What Kind Of Parent...?

”What man is there of you, whom if his son ask bread, will he give him a stone? Or if he ask a fish, will he give him a serpent?"

Imagine, if you will, that you have a daughter barely able to walk and talk on her own.

In her short life this little girl has never been lied to, never been tricked, never been mislead or mistreated, and has only experienced people speaking the truth to her.

Imagine, if you will, that you place this child -- your daughter -- in a room to play while you do something else.

An adult drops in, and you let them stay in the same room as the child while you do something else (what exactly doesn’t matter).

Now, if you know this adult, and know they are trustworthy, you’ll have no qualms leaving them in the room with your daughter: She’s in safe hands because you know that adult would never ever harm her.

And the adult doesn’t, even though you are not in the room or watching.

So everything’s peachy keen.

Now suppose a different adult has dropped in, one you don’t know that well, but whom you have no reason to suspect would be the kind of creep to rape a child.

If you step into the room and find the creep raping your daughter, you may be criticized for not knowing this particular adult well enough to justify leaving them alone with a child, but at the same time you can argue you had no reason to suspect them and as such you are not as guilty as if, say…

…you knew the adult was a child molester and you leave them alone in a room with your daughter while you go do something else.

Now even there you have a defense: You didn’t think they would be so brazen as to try something in your own home when you might walk in at any minute.

But let’s take this a step further...

Say the room is under surveillance, either a big two-way mirror in the wall or hidden security cameras.
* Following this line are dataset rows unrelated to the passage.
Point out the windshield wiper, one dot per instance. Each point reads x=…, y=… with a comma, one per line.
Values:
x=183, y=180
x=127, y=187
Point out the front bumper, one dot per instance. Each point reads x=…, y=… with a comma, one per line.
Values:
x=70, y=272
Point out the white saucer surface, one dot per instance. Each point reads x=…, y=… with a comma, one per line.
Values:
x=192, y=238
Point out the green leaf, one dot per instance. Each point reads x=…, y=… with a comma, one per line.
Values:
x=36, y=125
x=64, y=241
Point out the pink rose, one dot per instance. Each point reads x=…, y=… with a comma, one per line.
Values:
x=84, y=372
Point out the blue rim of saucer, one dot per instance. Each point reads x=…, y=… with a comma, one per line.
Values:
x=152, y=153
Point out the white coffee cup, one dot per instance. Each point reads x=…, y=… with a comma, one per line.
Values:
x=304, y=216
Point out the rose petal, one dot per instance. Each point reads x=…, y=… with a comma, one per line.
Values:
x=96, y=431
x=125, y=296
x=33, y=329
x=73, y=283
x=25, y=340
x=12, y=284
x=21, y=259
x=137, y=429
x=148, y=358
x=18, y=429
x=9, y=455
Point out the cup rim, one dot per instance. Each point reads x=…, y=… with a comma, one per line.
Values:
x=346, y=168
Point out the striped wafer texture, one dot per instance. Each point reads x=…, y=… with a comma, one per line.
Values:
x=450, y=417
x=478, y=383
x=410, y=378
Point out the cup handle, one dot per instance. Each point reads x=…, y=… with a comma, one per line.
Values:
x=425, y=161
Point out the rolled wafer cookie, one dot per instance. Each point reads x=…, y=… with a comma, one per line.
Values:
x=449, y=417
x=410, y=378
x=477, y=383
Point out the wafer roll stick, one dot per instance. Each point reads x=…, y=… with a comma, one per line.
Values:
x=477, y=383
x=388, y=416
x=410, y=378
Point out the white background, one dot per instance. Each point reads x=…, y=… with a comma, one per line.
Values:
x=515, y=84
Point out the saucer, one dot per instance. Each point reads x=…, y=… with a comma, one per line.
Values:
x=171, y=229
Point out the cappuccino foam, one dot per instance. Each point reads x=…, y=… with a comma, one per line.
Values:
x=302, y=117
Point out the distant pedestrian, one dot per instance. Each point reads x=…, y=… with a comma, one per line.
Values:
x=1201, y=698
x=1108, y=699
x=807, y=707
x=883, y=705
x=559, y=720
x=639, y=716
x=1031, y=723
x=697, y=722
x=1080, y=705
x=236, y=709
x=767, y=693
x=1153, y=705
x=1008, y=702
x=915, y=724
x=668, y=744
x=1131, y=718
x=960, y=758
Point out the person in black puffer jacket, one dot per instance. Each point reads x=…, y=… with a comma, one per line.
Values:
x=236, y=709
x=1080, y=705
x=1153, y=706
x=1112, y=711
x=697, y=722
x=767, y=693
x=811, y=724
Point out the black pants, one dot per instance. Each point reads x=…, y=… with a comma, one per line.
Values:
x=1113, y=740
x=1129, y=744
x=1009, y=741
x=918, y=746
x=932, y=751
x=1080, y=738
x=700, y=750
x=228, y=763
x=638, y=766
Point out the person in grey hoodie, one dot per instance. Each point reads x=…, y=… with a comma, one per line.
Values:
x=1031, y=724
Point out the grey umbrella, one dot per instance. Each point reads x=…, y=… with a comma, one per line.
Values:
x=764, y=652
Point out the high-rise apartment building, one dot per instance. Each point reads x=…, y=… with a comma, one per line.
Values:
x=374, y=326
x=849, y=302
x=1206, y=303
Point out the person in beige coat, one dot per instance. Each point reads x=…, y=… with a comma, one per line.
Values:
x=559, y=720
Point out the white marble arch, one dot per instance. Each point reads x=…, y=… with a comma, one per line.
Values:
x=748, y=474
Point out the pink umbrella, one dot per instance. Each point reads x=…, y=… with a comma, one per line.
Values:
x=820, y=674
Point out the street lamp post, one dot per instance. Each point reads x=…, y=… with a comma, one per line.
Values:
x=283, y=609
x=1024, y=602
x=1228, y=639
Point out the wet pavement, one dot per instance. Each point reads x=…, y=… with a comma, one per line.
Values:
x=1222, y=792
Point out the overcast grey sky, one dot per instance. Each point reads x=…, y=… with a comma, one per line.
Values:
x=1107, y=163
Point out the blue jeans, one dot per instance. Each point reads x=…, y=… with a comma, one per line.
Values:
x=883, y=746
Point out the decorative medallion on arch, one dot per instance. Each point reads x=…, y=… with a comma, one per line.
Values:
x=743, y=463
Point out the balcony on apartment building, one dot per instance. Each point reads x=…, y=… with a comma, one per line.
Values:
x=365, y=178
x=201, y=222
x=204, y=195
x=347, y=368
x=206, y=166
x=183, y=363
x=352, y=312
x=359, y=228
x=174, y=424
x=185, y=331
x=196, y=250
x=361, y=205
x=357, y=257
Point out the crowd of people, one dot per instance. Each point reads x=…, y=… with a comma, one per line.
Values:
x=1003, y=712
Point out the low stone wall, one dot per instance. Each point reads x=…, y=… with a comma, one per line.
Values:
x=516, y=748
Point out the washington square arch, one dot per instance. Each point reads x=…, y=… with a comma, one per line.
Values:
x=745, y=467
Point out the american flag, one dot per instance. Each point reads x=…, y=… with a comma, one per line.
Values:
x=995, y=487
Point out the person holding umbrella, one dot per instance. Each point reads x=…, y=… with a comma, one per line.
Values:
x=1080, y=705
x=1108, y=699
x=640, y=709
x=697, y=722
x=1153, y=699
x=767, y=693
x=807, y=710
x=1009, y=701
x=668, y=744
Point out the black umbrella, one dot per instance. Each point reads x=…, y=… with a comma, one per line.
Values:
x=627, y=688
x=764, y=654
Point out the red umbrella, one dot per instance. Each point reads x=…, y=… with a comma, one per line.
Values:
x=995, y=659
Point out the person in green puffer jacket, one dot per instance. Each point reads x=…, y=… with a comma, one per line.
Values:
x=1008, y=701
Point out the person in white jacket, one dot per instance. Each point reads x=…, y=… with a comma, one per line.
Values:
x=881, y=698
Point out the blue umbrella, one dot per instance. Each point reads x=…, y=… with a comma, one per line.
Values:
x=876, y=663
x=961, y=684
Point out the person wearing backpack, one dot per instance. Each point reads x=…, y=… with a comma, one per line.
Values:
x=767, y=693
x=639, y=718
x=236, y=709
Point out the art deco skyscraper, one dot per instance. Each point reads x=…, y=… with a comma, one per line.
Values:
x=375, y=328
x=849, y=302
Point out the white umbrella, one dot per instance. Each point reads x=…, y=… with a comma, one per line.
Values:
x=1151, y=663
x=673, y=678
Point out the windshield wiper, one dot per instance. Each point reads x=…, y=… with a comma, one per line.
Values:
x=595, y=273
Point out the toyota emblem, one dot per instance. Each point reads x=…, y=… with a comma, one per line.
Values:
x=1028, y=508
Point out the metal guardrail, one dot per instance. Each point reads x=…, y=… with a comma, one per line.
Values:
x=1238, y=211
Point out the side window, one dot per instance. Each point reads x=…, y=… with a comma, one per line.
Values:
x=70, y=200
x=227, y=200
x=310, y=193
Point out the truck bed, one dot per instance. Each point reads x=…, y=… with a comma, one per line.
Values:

Let’s say you saw what was happening at all times.

Now, if you see the rapist making a move on your daughter and immediately rush to her rescue, you may have done something foolish by letting the rapist in the room with her in the first place, but at least you acted swiftly to prevent harm.

But if you didn’t pay attention to what the adult was doing, then you are a negligent parent at the very least.

But if you knew the adult was a child rapist, and if you saw them attacking your daughter, and you did nothing while it was within your power to stop it…

…and if you blame her for being raped afterwards…

…just what kind of parent are you?

animated simpson adam and eve

Ladies and Gentlemen, the story of Eve and the serpent in the Garden of Eden.

More than any other story in the Bible, Old Testament or New, this one is the single most problematic.

Because a plain text reading indicates God doesn’t know what will happen and that the future is as much of an unknown to Him as it is to us.

In which case, why should we worship Him? No matter what promises He makes to us, He can’t guarantee He can deliver because He doesn’t know the future. (Call that Option #1)

And if He does know the future, then He should have known full well what the serpent would do when it had a chance and He let it happen anyway.

In which case, why should we trust Him? He set us up. (Call that Option #2)

And if he deliberately intended for it to happen just so He could punish us, then we are royally screwed, and just the playthings of a sadist. (Call that Option #3)

Now, our friends the atheists would look at options #1 & #2 & #3 and offer Option #4: There is no God, there is no divine presence, there is no moral center to the universe.

And the fundamentalist / literalists would offer Option #5 and say “Ah, God’s ways are not our ways; who are we to judge God?” in which case we would rightfully say “If God can’t clearly convey and articulate His desire for humanity in simple concrete terms that se can readily grasp, then communion with Him is an impossibility.”

Which is where the list of options usually ends…

But there is Option #6: The story of Eve and the serpent in the Garden of Eden is not literally historically factually true but rather a parable by early culturally primitive and barbaric humans to express as best they could with their limited viewpoint their understanding of their relationship to the Divine.

This is where the atheists say “Yeah, right, whatever…” and go check the TV listings while the fundamentalist / literalists started screaming and stamping their feet and throwing a hissy fit: “No no no NO NO!!! It’s all literally historically FACTUALLY true -- every single word of it!!! It must be literally true, it has to be literally true, because if it isn’t literally true then every single other thing in the Bible is false false FALSE!!!

Really?

Says who?

Your theology?

The same theology that makes God not a loving parent but either a negligent numbskull or a monster?

Because that’s where literalism inevitably takes us.

The Bible, no matter how Divinely inspired, no matter how faithfully transcribed, is still the product of human understanding.

And human understanding changes and expands and yes, even evolves from generation to generation, from year to year, heck, even from moment to moment.

And what some distant unknown Second Millennium BCE scribe recorded from whatever ur-creation myth his tribe hand passed down around the campfire from prehistoric times at best represents what they understood at that time, not what the actual Truth of the matter is.

It’s not the Bible that’s the problem, it’s the claim that only the surface details are important, not the underlying Truth.

Religion is a metaphor for the ineffable.